Trattamento della Trombiculosi

E' sostenuta dalla Neotrombicula autumnalis che allo stato larvale parassita anche il cane e gatto (e uomo). L'infezione provoca prurito più o meno marcato e localizzato in particolare alla testa. La diagnosi si può emettere anche usando una lente d'ingrandimento per visualizzare le grosse larve di colore rossastro nella tasca di Henry dell'orecchio o sui canti mediali delle palpebre. Terapia vedi rogna sarcoptica/notoedrica.
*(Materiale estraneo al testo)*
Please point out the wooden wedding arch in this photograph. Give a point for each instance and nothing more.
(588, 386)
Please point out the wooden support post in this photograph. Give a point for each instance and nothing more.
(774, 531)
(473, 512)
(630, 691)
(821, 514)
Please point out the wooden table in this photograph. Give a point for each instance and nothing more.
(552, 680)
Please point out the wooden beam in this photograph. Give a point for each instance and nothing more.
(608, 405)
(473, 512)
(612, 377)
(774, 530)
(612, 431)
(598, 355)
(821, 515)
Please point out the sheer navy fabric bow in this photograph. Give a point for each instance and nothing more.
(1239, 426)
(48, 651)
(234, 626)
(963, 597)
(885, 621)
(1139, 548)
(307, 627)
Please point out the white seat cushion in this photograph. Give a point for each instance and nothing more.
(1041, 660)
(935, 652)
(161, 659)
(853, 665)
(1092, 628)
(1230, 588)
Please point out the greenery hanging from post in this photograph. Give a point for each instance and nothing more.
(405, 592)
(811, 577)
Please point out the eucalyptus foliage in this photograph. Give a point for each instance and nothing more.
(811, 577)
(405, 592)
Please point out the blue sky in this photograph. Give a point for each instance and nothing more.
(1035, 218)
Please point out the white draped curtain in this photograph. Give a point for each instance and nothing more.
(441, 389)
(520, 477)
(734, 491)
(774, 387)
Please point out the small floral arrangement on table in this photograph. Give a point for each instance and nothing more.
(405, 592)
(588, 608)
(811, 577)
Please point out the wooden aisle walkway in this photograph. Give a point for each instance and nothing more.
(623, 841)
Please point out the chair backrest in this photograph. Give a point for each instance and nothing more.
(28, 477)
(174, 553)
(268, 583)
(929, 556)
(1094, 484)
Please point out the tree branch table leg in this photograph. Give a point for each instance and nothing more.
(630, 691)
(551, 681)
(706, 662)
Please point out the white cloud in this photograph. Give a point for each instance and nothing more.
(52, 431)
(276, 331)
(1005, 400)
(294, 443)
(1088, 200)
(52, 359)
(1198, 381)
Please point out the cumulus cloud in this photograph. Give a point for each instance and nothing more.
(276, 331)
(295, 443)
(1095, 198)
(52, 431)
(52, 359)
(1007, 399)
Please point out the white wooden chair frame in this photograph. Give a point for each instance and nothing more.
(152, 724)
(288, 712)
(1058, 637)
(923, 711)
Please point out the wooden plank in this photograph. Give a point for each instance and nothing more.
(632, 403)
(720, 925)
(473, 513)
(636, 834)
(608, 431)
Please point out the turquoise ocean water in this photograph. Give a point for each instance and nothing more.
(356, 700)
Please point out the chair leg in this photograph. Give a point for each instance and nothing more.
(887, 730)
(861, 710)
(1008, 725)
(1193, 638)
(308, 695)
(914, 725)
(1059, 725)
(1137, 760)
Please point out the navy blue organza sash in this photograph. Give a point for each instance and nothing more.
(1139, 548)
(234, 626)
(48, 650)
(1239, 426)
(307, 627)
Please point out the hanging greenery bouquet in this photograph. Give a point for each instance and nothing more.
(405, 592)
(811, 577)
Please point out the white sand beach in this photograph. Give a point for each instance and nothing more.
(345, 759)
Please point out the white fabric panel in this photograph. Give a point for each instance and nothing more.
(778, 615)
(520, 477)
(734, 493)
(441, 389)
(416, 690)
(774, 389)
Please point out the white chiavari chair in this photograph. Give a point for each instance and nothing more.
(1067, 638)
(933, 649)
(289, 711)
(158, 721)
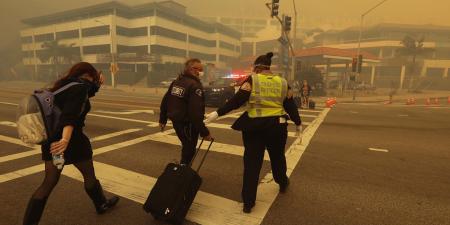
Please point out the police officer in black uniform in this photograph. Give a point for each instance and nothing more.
(263, 125)
(184, 105)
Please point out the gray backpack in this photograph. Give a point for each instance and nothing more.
(38, 117)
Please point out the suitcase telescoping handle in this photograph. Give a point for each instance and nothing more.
(204, 156)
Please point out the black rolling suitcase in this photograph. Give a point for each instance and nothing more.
(312, 104)
(174, 191)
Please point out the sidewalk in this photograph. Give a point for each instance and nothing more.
(29, 86)
(382, 95)
(378, 96)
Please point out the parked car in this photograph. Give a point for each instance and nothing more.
(219, 91)
(166, 83)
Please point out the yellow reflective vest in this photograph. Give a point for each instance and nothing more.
(268, 94)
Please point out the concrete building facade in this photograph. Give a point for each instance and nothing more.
(137, 39)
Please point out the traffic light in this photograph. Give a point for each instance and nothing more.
(354, 64)
(275, 6)
(287, 23)
(360, 63)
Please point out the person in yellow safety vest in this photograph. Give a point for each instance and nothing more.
(264, 124)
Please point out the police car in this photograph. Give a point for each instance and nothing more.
(219, 91)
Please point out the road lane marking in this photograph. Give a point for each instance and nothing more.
(126, 105)
(115, 134)
(216, 147)
(37, 148)
(127, 112)
(8, 123)
(21, 173)
(309, 110)
(125, 119)
(227, 126)
(7, 103)
(207, 209)
(15, 141)
(268, 189)
(378, 150)
(20, 155)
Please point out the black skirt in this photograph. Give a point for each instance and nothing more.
(78, 150)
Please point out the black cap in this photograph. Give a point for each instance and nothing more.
(264, 60)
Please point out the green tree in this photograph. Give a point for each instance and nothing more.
(59, 54)
(413, 48)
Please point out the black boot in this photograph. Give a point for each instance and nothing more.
(98, 198)
(34, 211)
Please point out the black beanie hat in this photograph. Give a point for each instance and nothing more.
(264, 60)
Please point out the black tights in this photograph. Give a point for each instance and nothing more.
(52, 175)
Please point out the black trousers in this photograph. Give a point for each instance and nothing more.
(255, 143)
(188, 136)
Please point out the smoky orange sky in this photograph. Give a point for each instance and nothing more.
(319, 13)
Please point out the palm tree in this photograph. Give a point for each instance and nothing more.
(58, 54)
(414, 48)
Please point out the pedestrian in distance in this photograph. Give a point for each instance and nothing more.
(184, 105)
(71, 142)
(305, 92)
(263, 125)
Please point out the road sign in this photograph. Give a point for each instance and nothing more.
(114, 68)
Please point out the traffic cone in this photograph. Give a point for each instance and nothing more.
(329, 103)
(436, 101)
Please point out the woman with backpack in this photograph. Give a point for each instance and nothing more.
(71, 142)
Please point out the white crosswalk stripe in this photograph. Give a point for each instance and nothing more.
(207, 208)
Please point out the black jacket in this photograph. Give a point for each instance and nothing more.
(184, 102)
(245, 123)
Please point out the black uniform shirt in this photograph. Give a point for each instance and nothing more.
(185, 102)
(244, 122)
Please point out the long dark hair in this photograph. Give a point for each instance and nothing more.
(75, 72)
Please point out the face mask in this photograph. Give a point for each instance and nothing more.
(92, 87)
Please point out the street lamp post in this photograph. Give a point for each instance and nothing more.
(359, 41)
(113, 67)
(294, 38)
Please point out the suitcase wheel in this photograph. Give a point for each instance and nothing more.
(156, 217)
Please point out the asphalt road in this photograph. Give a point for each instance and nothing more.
(357, 164)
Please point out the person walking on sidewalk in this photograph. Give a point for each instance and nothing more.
(71, 142)
(305, 91)
(184, 105)
(263, 125)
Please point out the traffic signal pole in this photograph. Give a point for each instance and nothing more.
(294, 38)
(273, 7)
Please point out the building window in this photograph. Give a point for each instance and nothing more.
(44, 37)
(131, 32)
(67, 34)
(164, 50)
(27, 39)
(225, 45)
(202, 56)
(161, 31)
(201, 41)
(97, 49)
(140, 50)
(226, 59)
(95, 31)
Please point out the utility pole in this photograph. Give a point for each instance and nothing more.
(359, 43)
(273, 7)
(294, 38)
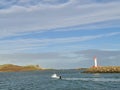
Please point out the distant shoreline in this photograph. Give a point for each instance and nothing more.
(16, 68)
(103, 69)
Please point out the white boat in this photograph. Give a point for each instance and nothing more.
(55, 76)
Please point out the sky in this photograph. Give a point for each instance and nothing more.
(60, 33)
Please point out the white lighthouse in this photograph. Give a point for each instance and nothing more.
(95, 62)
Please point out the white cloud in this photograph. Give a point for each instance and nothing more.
(40, 17)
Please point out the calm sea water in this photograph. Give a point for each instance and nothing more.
(72, 80)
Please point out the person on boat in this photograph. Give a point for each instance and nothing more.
(60, 77)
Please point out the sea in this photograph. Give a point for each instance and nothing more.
(71, 80)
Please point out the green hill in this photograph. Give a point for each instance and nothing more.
(103, 69)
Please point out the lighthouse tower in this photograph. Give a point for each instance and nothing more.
(95, 62)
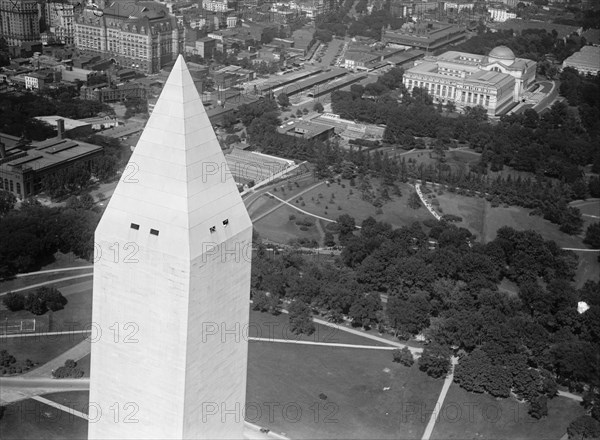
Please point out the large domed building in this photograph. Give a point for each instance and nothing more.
(495, 81)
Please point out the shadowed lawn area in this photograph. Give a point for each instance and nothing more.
(30, 419)
(357, 407)
(396, 212)
(76, 315)
(278, 227)
(476, 211)
(481, 416)
(40, 349)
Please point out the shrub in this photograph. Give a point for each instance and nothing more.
(14, 301)
(403, 356)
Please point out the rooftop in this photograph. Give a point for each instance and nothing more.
(48, 153)
(588, 57)
(305, 128)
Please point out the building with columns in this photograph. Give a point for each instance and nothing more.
(141, 35)
(19, 22)
(59, 20)
(495, 81)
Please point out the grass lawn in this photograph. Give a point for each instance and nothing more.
(30, 419)
(357, 407)
(266, 325)
(396, 212)
(40, 349)
(17, 283)
(480, 416)
(278, 227)
(484, 221)
(75, 316)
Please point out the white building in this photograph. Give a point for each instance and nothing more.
(500, 14)
(468, 80)
(215, 5)
(171, 297)
(60, 19)
(586, 61)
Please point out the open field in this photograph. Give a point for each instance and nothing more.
(18, 283)
(30, 419)
(353, 381)
(40, 349)
(480, 416)
(456, 159)
(396, 212)
(266, 325)
(277, 226)
(75, 316)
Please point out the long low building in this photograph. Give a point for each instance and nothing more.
(310, 83)
(494, 82)
(586, 61)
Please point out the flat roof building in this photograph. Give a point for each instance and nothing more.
(306, 130)
(22, 171)
(425, 36)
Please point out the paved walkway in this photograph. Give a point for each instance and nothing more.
(80, 350)
(325, 344)
(61, 407)
(45, 283)
(302, 210)
(29, 335)
(64, 269)
(440, 402)
(254, 220)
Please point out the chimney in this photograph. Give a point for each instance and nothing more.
(60, 127)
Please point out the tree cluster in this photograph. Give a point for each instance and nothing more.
(68, 370)
(31, 236)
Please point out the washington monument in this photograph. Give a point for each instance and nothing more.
(171, 284)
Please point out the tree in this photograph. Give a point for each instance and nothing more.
(592, 235)
(7, 202)
(403, 356)
(435, 360)
(364, 310)
(538, 407)
(346, 225)
(584, 428)
(329, 240)
(408, 316)
(300, 318)
(414, 201)
(283, 100)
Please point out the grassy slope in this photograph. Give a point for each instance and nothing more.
(480, 416)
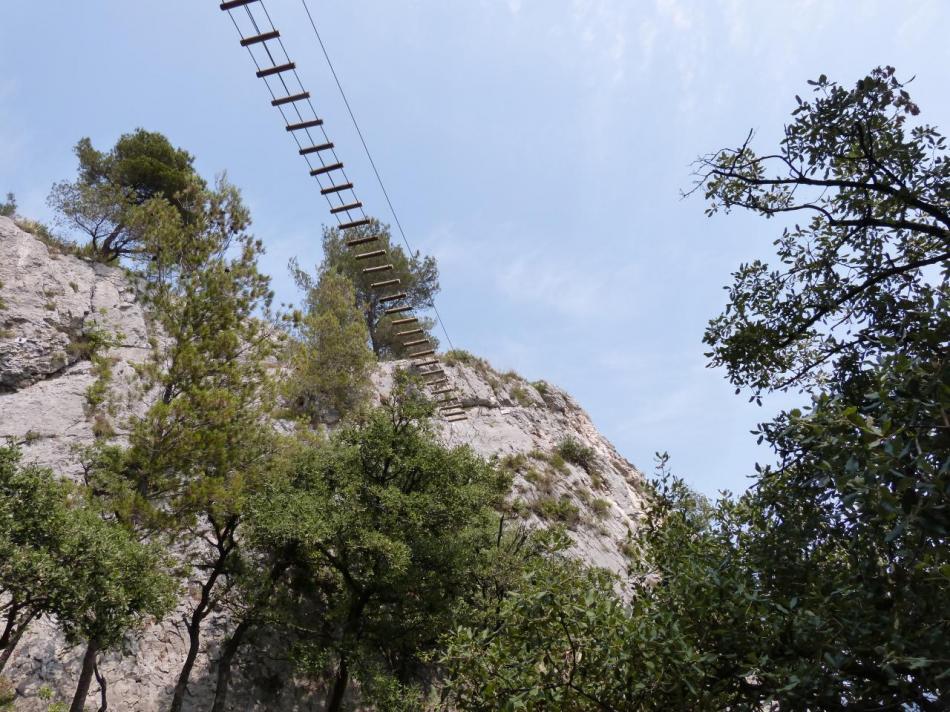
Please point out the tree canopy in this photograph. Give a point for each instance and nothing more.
(112, 189)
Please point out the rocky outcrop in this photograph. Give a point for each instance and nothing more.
(54, 399)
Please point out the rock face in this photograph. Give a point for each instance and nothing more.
(53, 400)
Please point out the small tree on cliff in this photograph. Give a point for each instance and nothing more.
(418, 275)
(387, 526)
(206, 442)
(60, 558)
(330, 358)
(113, 187)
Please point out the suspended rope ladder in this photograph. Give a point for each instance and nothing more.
(273, 65)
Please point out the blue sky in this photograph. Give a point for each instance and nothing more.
(536, 147)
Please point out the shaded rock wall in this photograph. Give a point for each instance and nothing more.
(51, 304)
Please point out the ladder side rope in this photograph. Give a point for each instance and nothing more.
(376, 172)
(272, 62)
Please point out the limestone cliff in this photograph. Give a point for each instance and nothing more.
(54, 399)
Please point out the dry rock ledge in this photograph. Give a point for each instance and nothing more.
(50, 302)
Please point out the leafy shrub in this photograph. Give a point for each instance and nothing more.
(8, 208)
(600, 507)
(557, 509)
(520, 394)
(7, 690)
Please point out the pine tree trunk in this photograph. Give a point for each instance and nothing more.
(8, 626)
(202, 609)
(228, 651)
(103, 688)
(19, 628)
(194, 641)
(339, 686)
(231, 646)
(85, 677)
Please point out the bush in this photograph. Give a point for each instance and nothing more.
(541, 387)
(8, 209)
(520, 394)
(600, 507)
(557, 509)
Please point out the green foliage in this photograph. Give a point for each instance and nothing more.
(849, 286)
(89, 343)
(7, 694)
(557, 509)
(825, 585)
(59, 557)
(520, 394)
(208, 441)
(418, 275)
(600, 507)
(112, 190)
(848, 535)
(388, 526)
(573, 451)
(8, 207)
(329, 358)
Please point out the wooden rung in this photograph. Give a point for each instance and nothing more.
(336, 188)
(316, 149)
(263, 37)
(231, 4)
(306, 125)
(355, 223)
(326, 169)
(367, 255)
(277, 69)
(280, 101)
(361, 240)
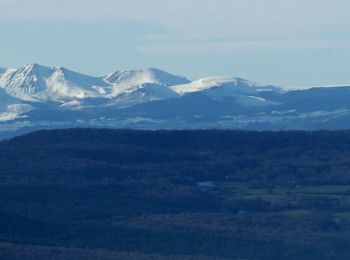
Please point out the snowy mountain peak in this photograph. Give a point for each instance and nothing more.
(139, 77)
(228, 83)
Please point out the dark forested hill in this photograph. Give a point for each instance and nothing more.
(122, 194)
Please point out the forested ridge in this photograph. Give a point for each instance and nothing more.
(215, 194)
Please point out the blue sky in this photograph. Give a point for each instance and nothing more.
(290, 43)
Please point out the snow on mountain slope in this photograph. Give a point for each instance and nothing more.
(11, 108)
(128, 81)
(128, 96)
(244, 92)
(228, 84)
(138, 77)
(40, 83)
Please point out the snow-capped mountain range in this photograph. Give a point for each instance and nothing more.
(35, 96)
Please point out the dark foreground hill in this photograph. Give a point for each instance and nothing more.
(120, 194)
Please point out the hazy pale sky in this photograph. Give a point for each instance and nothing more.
(283, 42)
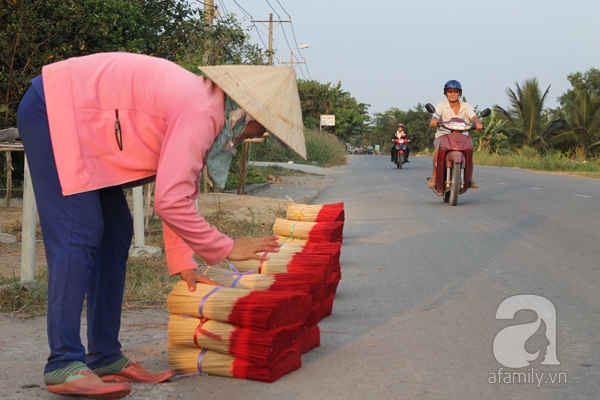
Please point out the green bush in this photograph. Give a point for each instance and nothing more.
(322, 148)
(525, 159)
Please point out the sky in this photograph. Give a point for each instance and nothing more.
(399, 53)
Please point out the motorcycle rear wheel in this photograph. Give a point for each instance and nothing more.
(456, 183)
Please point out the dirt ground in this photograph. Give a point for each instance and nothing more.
(23, 343)
(233, 206)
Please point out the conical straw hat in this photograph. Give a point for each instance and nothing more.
(269, 94)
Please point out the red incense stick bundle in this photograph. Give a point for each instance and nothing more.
(316, 213)
(310, 282)
(315, 231)
(289, 262)
(189, 360)
(256, 309)
(257, 346)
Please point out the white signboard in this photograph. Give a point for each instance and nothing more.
(327, 120)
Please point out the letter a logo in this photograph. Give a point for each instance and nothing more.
(509, 344)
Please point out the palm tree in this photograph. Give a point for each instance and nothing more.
(525, 122)
(582, 116)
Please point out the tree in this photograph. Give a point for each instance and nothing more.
(582, 120)
(316, 99)
(36, 33)
(589, 80)
(491, 138)
(525, 122)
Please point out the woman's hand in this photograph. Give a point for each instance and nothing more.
(248, 248)
(191, 276)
Trattamento della Pediculosi

E' sostenuta nel cane dal Linognatus setosus e dal Tricodectes canis, mentre nel gatto dalla Felicola subrostrata. La pediculosi colpisce in particolare i giovani soggetti defedati o che vivono in assembramenti e provoca prurito più o meno intenso su dorso e fianchi. La diagnosi viene emessa sull'osservazione dei parassiti adulti e delle lendini a occhio nudo o al microscopio. La terapia si basa sull'applicazione locale di fipronil spray (Frontline®) o vedi terapia rogna sarcoptica/notoedrica.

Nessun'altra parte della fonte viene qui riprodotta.